Newspaper review: PM's 'bid to spark Syria coup'
The message on Syria from the G8 summit in Enniskillen is clear to many of the headline writers.
"West tries to engineer a coup in Damascus," says the Times.
"Cameron's bid to spark Syria coup," reads the Daily Mail.
"Cam calls on regime to axe tyrant," declares the Sun.
The Times believes it is significant that the G8 leaders made it clear that President Bashar al-Assad's "henchmen" would be allowed to play a role in a rebuilt Syria.
The paper says the West is determined not to repeat mistakes made in Iraq where disbanding Saddam Hussein's military and political apparatus triggered years of sectarian conflict.
However, the Independent says differences over Syria were "papered over" because Russian President Vladimir Putin continues to stand behind President Assad.
The announcement that the Taliban will hold talks with American and Afghan officials is described by the Daily Telegraph as "the most significant step yet in attempts to find a settlement to the 12-year conflict".
But the paper warns that many obstacles lie ahead.
For the Daily Mirror, the talks offer the best long-term hope of ending the bloodshed.
The Independent believes the war in Afghanistan is one that has been lost by the West and is sceptical that the Taliban will renounce violence, break ties with al-Qaeda and respect the Afghan constitution.
Tuesday's meeting between Britain's internet giants and the government on blocking child abuse images is not regarded by all as the "triumph" claimed by Culture Secretary Maria Miller.
The Daily Mail says a few signatures on a "toothless" agreement does not amount to a moral showdown.
Under the headline "end this filth", the Sun calls on Google to eliminate child abuse websites entirely from its search engine results.

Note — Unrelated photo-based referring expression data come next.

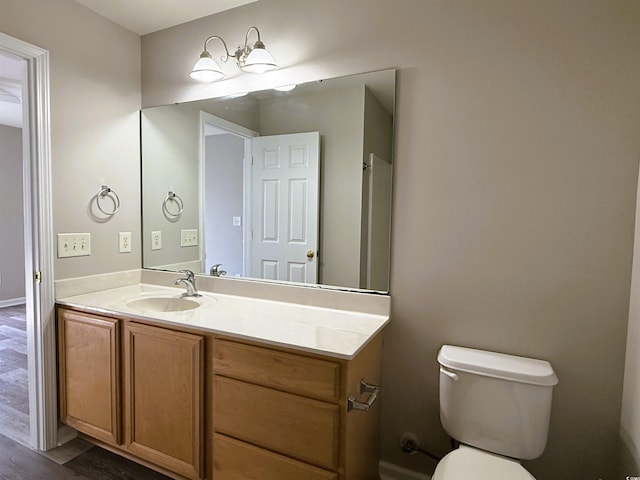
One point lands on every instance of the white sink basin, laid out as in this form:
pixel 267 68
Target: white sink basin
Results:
pixel 163 304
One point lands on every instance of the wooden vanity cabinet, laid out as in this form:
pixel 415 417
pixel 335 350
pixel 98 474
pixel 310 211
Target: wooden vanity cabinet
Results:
pixel 287 413
pixel 145 399
pixel 89 374
pixel 196 405
pixel 164 397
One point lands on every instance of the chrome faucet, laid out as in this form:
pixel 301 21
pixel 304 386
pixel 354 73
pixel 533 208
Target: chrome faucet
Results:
pixel 215 270
pixel 190 282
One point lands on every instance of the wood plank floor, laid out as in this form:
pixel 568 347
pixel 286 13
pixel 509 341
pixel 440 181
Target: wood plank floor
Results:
pixel 14 384
pixel 17 460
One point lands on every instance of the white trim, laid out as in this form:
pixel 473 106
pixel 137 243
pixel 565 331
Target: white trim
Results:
pixel 38 243
pixel 11 302
pixel 389 471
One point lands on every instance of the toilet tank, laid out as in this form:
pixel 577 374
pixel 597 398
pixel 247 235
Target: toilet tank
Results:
pixel 496 402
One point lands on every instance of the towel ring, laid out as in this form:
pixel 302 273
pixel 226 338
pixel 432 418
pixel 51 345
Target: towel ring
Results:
pixel 116 200
pixel 173 197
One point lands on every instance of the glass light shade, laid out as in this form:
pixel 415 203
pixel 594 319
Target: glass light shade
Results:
pixel 259 61
pixel 206 70
pixel 285 88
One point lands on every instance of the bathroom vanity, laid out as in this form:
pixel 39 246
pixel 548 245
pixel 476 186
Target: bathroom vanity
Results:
pixel 234 388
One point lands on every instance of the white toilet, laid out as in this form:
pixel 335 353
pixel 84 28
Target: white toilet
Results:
pixel 497 406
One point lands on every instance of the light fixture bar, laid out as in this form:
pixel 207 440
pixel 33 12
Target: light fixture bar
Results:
pixel 253 60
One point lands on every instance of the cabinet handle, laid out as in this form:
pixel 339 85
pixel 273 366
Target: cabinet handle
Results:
pixel 353 404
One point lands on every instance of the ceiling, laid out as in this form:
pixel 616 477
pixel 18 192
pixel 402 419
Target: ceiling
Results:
pixel 10 91
pixel 139 16
pixel 147 16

The paper says homeowners have seen the value of their properties rocket by an average of £750 a month over the past year.

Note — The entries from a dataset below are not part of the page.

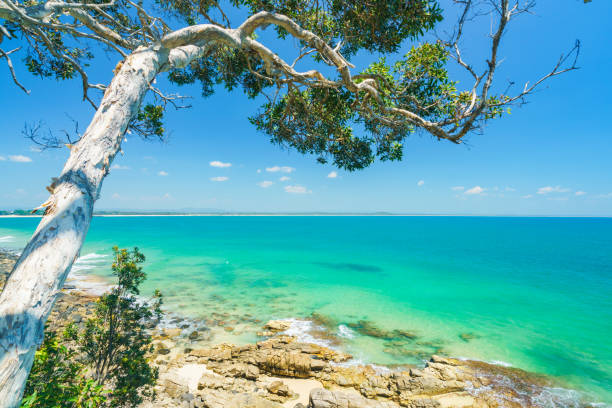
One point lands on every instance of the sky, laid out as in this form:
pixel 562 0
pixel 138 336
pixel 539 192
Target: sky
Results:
pixel 552 156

Government figures show that the average UK house price in April was £238,000 - an increase of £9,000 on the previous year.
One housing expert tells the paper the housing market "is crackling with electricity at the moment".
Despite often being regarded as at the bottom of the avian intelligence pecking order, the paper says the reality is that chickens have a capacity for mathematical reasoning and can think, apply logic and plan ahead.
What science has confirmed was known to be true in Las Vegas as recently as 10 years ago, the Times says.
Ginger the chicken, it says, regularly defeated human challengers in Nevada at noughts and crosses - although she was always allowed to go first.